Serves 2
Preparation time less than 30 mins
Cooking time 10 to 30 mins
By James Martin
From Saturday Kitchen
Preparation time less than 30 mins
Cooking time 10 to 30 mins
By James Martin
From Saturday Kitchen
For the crêpes
125g/4½oz plain flour or buckwheat flour
pinch salt
1 free-range egg
150ml/5fl oz milk
150ml/5fl oz water
1 tbsp butter, melted
olive oil, for frying
For the filling
1 tbsp olive oil
small knob of butter
1 small onion, peeled and chopped
handful mushrooms, sliced
salt and freshly ground black pepper
110g/4oz baby spinach
1 tbsp crème fraîche
few sprigs fresh parsley, chopped
few fresh chives, chopped
salad leaves, to serve
1. For the crêpes, sift the flour and salt into a mixing bowl, then crack in the egg and mix well.
2. Add the milk and water and stir well, then add the melted butter and beat well until smooth and well combined.
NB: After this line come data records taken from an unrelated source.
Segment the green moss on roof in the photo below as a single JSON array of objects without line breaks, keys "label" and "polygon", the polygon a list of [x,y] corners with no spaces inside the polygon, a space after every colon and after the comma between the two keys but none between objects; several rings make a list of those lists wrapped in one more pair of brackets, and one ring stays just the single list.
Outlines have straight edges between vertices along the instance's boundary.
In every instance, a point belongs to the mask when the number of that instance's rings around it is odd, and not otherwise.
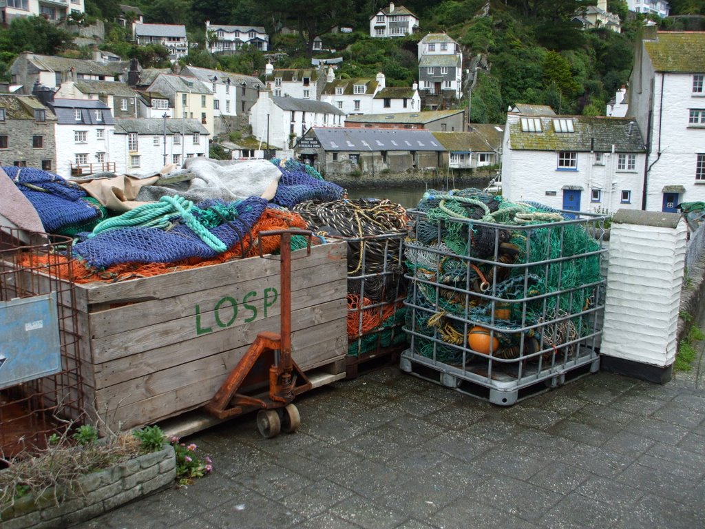
[{"label": "green moss on roof", "polygon": [[656,40],[644,41],[657,72],[705,72],[705,32],[659,31]]}]

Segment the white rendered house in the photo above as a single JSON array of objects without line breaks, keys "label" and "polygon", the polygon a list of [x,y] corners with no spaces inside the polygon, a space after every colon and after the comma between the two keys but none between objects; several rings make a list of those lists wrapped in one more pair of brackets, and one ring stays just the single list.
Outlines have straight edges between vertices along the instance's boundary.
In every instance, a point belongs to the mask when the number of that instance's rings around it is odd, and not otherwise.
[{"label": "white rendered house", "polygon": [[252,135],[277,148],[291,148],[314,126],[342,127],[345,114],[330,103],[272,96],[267,90],[250,114]]},{"label": "white rendered house", "polygon": [[637,45],[628,115],[648,140],[643,209],[675,212],[705,200],[705,32],[656,29]]},{"label": "white rendered house", "polygon": [[646,147],[633,120],[510,112],[502,144],[502,195],[510,201],[641,209]]}]

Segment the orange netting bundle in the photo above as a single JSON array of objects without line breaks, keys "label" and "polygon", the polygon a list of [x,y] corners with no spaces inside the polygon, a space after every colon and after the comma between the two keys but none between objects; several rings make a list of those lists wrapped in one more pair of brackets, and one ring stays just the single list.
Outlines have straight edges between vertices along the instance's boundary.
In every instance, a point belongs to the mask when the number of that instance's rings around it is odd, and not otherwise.
[{"label": "orange netting bundle", "polygon": [[377,329],[384,322],[394,315],[398,306],[403,305],[403,302],[398,304],[380,304],[368,298],[362,298],[362,304],[360,305],[359,296],[348,293],[348,337],[357,338]]},{"label": "orange netting bundle", "polygon": [[[137,277],[149,277],[152,276],[168,274],[169,272],[185,270],[190,268],[207,267],[217,264],[232,259],[250,257],[259,255],[259,244],[257,235],[260,231],[269,230],[284,230],[290,228],[305,229],[306,223],[298,213],[267,208],[259,217],[259,219],[252,226],[252,231],[245,234],[240,243],[228,248],[223,253],[207,260],[185,259],[182,261],[171,263],[120,263],[103,269],[97,269],[86,266],[80,261],[74,261],[73,269],[73,280],[76,283],[93,283],[105,281],[115,283],[127,281]],[[274,253],[278,251],[281,238],[280,236],[266,237],[262,241],[262,253]],[[314,238],[312,243],[317,242]],[[42,259],[42,257],[39,257]],[[46,257],[43,257],[46,259]],[[56,256],[53,257],[56,259]],[[70,267],[68,260],[63,257],[63,263],[59,264],[59,275],[69,278]],[[32,263],[33,267],[41,265],[41,263]]]}]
Leave aside while you make the filling.
3. For the filling, heat the oil and a knob of butter in a medium frying pan and fry the onion and mushrooms until softened.
4. Season well with salt and freshly ground black pepper, then add the baby spinach and cook for a further 3-4 minutes, stirring frequently.
5. Heat a little olive oil in a frying pan, pour in a ladleful of batter and swirl around until it thinly covers the base of the pan. Fry for about 30 seconds until the underside is set and beginning to turn golden-brown, then turn over with a spatula and cook on the other side.
6. While the crêpe is still in the pan, spread half the crème fraîche over it, scatter over half of the mushroom and spinach mixture and sprinkle with parsley and chives, leaving space around the edges for folding. Fold the sides of the crepe over the filling and transfer to a serving plate.
7. Repeat the process with the remaining batter and filling to make more pancakes.
8. To serve, place the pancakes onto two serving plates with some salad leaves.